If He did what He verbalise, thus it's nothing for you to do exactly throw away everything and observe Him, and if He didn't, then it's nothing for you to do but admire the few minutes you got left the best way you can--by cleanup somebody or burning d feature his house or doing some other meanness to him. No pleasure but meanness (11).
Although the Misfit does not conceive in Jesus, he lives his feel with an intense awareness of the radical choice offered by Jesus. He has consciously and agonizingly make the decision that he cannot believe and that therefore life is meaningless. The nan, on the other hand, who professes to believe, lives her life as if Jesus and his message were far less relevant or compelling than the matter of what clothes to pick out for the family's cable car trip. When the trip begins, her own death represents nothing more to the Grandmother than the possibility of having the world know she was a "lady" by the outfit she had selected (3).
The religion of the Grandmother, in other words, is hollow, meaningless, even in direct defiance of the call to radical love made by Jesus--i.e., the call to love thine enemy. She loves nobody, not even her own family, in the sense that she never forgets her own needs for one moment. She never takes seriously the thought of eternity. The Misfit has no faith, but he takes with
Brinkmeyer, Robert H., Jr. The Art & day-dream of Flannery O'Connor. Baton Rouge: Louisiana State UP, 1989.

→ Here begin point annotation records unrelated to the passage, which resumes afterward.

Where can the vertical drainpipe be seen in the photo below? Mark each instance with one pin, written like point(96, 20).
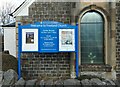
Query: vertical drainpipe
point(19, 50)
point(77, 49)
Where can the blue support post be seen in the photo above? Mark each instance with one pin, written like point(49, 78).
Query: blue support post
point(19, 51)
point(77, 49)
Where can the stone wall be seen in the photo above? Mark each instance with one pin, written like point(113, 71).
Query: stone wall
point(55, 65)
point(118, 40)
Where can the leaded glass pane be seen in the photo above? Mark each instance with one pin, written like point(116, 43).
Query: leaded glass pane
point(92, 36)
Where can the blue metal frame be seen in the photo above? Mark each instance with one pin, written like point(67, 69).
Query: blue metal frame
point(44, 24)
point(19, 51)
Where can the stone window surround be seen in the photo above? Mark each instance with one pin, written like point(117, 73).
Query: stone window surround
point(106, 29)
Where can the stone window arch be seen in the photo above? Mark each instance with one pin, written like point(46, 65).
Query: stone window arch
point(106, 35)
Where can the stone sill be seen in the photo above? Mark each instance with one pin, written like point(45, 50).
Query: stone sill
point(92, 67)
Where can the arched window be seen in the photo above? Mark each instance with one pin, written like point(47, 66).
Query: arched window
point(92, 38)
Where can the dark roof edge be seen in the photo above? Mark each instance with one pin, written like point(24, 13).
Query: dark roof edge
point(9, 25)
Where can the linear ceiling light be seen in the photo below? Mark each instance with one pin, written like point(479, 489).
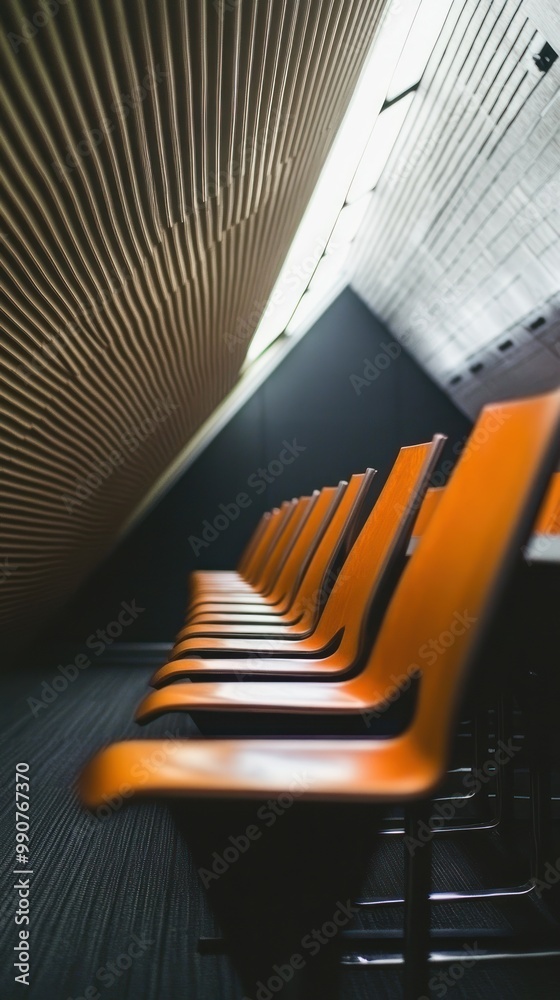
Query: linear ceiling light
point(329, 223)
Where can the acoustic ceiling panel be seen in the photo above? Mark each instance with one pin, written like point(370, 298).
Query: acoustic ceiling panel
point(158, 159)
point(460, 250)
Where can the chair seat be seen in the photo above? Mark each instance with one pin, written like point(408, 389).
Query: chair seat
point(351, 697)
point(218, 669)
point(326, 770)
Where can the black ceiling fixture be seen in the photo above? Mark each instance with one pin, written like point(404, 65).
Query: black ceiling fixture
point(545, 58)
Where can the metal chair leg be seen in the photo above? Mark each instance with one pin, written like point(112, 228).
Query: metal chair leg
point(418, 877)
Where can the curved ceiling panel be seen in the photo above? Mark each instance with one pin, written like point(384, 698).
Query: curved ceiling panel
point(460, 250)
point(159, 158)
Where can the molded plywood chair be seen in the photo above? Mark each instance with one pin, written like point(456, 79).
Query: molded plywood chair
point(306, 541)
point(257, 563)
point(361, 589)
point(281, 547)
point(464, 561)
point(548, 520)
point(315, 579)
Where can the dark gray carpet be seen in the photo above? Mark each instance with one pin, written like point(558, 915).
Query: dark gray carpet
point(100, 887)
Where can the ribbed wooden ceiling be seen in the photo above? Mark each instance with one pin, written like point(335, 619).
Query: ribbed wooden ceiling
point(159, 156)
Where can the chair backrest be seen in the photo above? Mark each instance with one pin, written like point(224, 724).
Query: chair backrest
point(318, 579)
point(427, 510)
point(378, 554)
point(548, 519)
point(286, 538)
point(307, 541)
point(266, 546)
point(451, 588)
point(245, 557)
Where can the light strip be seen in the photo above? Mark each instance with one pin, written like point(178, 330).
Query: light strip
point(403, 21)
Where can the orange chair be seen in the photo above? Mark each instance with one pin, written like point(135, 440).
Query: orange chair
point(548, 520)
point(257, 561)
point(359, 595)
point(451, 570)
point(305, 542)
point(274, 558)
point(318, 574)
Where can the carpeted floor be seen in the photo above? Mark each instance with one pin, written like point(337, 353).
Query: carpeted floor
point(117, 905)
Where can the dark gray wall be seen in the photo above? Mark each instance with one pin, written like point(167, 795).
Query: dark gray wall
point(319, 398)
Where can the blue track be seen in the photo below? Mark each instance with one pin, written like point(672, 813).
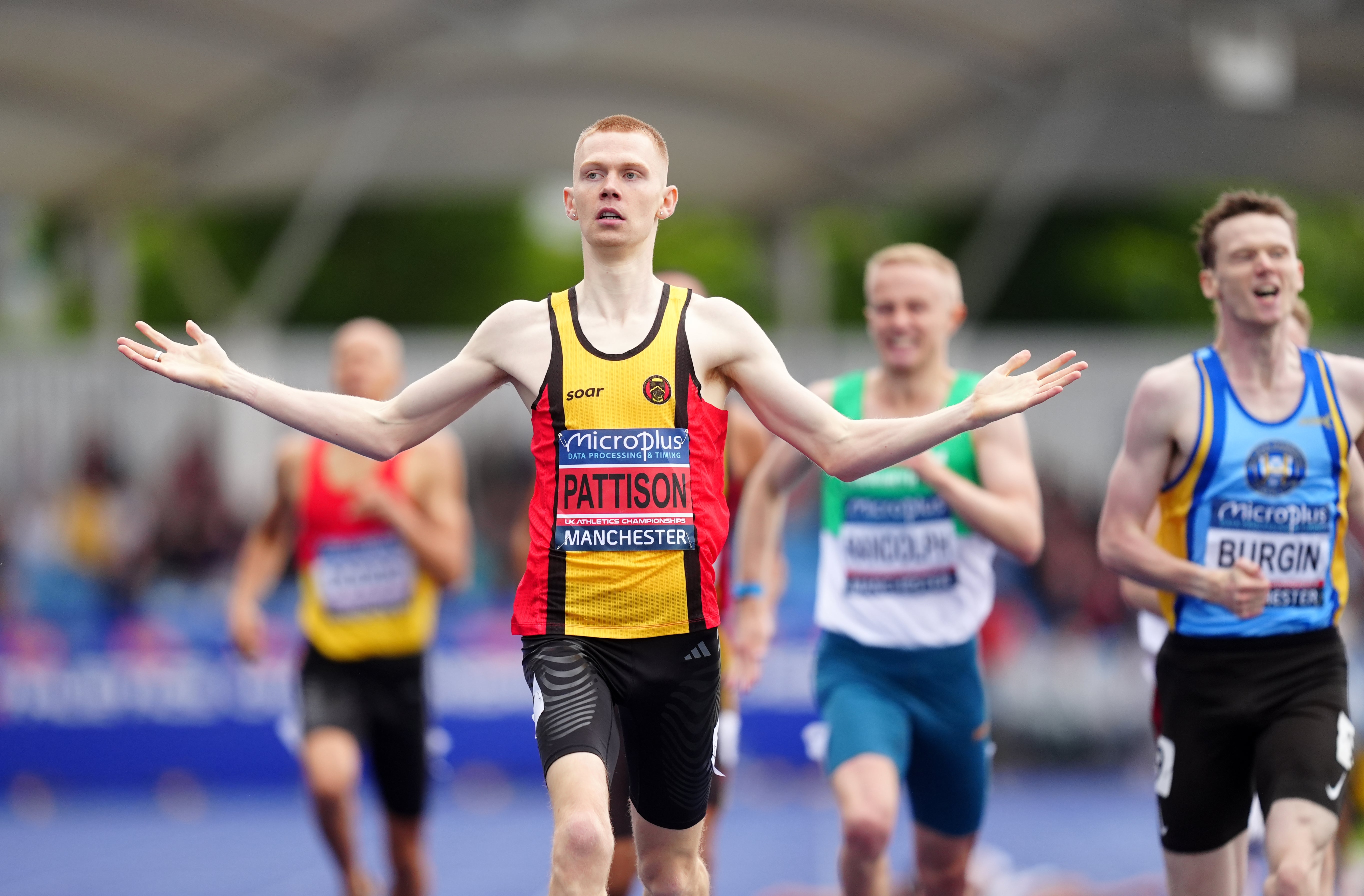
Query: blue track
point(490, 838)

The price of be a "good woman" is living with an awareness of death. O'Connor suggests that to be truly military personnel--to be a "good man"--is to have one's mortality and one's solidarity with all human suffering (McFarland 22).

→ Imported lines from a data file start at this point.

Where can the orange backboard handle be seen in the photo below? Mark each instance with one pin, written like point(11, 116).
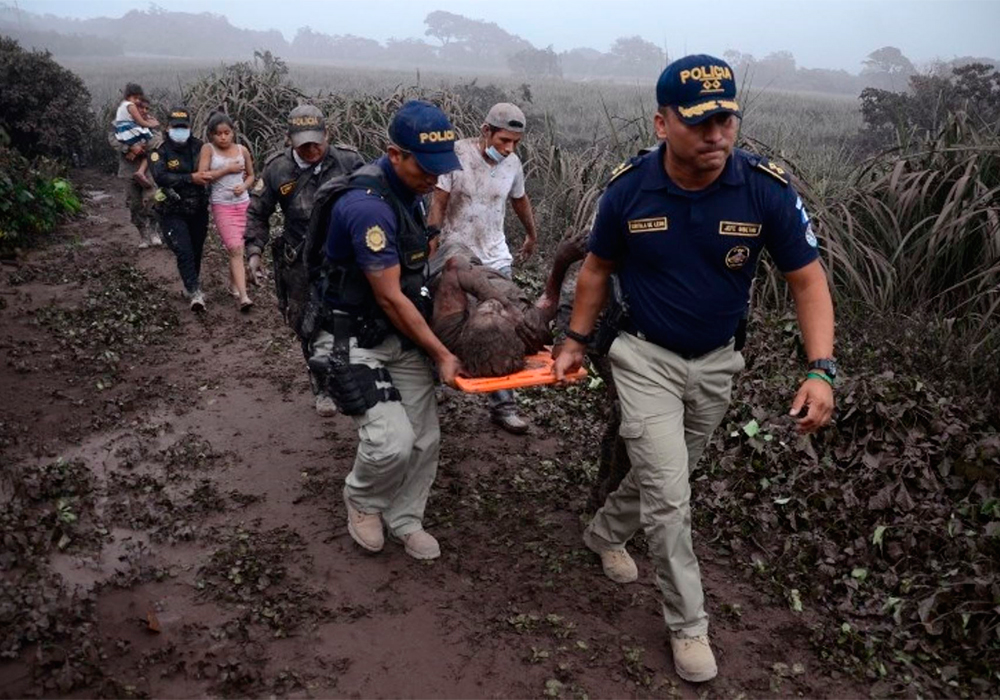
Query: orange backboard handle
point(537, 372)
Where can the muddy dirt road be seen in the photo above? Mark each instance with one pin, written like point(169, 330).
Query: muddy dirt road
point(173, 522)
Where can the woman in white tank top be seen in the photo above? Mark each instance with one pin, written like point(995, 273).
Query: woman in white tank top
point(232, 170)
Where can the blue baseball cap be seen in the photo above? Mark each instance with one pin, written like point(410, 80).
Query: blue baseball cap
point(424, 130)
point(697, 87)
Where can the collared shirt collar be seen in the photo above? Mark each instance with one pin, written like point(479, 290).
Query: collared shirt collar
point(402, 191)
point(655, 175)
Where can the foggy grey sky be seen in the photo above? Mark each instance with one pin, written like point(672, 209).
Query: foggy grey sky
point(830, 34)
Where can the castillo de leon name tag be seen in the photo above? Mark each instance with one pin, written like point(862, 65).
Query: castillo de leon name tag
point(658, 223)
point(738, 228)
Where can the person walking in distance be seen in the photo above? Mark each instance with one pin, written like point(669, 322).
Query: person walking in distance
point(469, 205)
point(289, 182)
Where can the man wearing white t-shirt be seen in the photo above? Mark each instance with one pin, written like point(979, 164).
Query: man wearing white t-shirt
point(469, 206)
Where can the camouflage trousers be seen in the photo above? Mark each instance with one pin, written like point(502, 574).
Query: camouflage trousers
point(139, 202)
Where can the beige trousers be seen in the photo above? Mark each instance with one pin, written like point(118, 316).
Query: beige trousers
point(399, 441)
point(670, 406)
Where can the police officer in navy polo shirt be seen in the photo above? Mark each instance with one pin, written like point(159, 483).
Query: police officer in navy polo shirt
point(372, 278)
point(683, 227)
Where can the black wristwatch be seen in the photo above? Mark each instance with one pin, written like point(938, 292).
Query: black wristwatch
point(579, 337)
point(827, 365)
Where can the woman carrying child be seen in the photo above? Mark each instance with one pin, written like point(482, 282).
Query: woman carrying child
point(133, 129)
point(231, 168)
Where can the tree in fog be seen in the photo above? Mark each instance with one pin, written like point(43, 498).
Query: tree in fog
point(633, 55)
point(536, 63)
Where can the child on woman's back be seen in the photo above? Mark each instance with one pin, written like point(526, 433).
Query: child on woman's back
point(133, 129)
point(232, 169)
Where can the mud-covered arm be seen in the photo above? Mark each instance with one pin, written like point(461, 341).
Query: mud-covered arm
point(449, 297)
point(571, 249)
point(263, 202)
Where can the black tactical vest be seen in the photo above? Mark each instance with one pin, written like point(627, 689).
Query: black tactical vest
point(343, 285)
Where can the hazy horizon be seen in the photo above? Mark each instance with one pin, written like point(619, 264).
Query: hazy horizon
point(836, 35)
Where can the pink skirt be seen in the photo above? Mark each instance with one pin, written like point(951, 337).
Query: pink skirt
point(231, 220)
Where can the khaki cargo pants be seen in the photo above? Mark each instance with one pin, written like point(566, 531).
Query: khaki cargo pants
point(670, 406)
point(399, 441)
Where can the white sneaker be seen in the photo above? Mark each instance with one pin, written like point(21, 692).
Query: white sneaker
point(421, 545)
point(693, 658)
point(618, 564)
point(198, 301)
point(325, 406)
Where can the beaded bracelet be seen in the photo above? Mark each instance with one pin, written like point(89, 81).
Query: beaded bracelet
point(819, 375)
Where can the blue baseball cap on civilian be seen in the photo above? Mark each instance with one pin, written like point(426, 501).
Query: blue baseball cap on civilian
point(698, 87)
point(423, 129)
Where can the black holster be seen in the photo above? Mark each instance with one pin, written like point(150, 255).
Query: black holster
point(354, 388)
point(615, 317)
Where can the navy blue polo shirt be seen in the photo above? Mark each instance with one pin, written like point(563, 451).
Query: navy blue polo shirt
point(686, 259)
point(363, 225)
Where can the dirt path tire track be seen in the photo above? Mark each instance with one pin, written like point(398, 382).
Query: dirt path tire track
point(245, 562)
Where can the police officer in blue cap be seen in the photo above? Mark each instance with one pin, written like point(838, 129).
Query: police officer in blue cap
point(683, 227)
point(374, 345)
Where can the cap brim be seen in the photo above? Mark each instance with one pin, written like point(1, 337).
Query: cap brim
point(300, 138)
point(697, 112)
point(437, 163)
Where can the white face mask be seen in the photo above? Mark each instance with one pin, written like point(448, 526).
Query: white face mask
point(179, 134)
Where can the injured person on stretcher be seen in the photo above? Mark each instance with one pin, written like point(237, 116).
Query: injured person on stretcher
point(485, 319)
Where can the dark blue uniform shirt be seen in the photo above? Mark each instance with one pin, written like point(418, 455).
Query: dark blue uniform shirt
point(363, 225)
point(686, 259)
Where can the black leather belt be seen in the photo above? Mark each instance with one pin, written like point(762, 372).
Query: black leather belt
point(680, 353)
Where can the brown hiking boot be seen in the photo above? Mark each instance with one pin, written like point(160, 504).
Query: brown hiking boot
point(365, 528)
point(618, 564)
point(693, 657)
point(421, 545)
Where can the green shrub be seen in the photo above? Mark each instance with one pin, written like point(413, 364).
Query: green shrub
point(44, 108)
point(33, 199)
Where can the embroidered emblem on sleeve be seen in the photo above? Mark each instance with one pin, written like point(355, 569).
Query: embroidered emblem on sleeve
point(737, 257)
point(658, 223)
point(375, 239)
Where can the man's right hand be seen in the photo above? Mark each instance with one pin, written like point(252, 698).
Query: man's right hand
point(448, 369)
point(569, 360)
point(256, 269)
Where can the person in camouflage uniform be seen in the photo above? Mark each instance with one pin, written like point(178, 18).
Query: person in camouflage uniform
point(138, 199)
point(289, 181)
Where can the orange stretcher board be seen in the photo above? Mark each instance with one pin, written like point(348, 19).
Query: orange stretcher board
point(537, 372)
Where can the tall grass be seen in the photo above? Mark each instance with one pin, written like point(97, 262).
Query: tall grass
point(911, 230)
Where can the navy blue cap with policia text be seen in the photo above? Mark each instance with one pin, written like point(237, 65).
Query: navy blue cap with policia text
point(698, 87)
point(423, 129)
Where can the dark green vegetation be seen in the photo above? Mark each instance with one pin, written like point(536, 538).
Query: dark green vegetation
point(44, 117)
point(886, 525)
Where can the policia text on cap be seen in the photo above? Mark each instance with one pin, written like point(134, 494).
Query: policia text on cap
point(683, 227)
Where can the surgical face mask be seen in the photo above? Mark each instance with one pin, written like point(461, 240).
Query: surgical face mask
point(493, 154)
point(179, 134)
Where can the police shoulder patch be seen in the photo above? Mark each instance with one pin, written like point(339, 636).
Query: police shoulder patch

A doorway is always open to possibility and the unexpected in the human soul.
Its have-to doe with of meaning will be Christ; its center of destruction will be the devil (Brinkmeyer 20).
She saw the man's buttock twisted close to her own as if he were passage to cry and she murmured, "Why, you're one of my babies. You're one of my own children." She reached out and affected him on the shoulder. The Misfit sprang back as if a snake had bitten him and chilliness her three times through the chest (O'Connor 12).
The story focuses not on the Misfit but on the Grandmother precisely because she has so much room to change, and because she in fact does change, and radically. Her awakening symbolizes what the Catholic O'Connor herself sees as the heart and soul of Catholic fiction:
difficult seriousness the life and death of Jesus and all that credence or rejection of that life and death imply. The Misfit understands, as the Grandmother does not, what is at stake when one considers whether or not to have faith that Jesus was who He said He was and that He did what others said He did--especially, in the Misfit's view, the raising of the dead.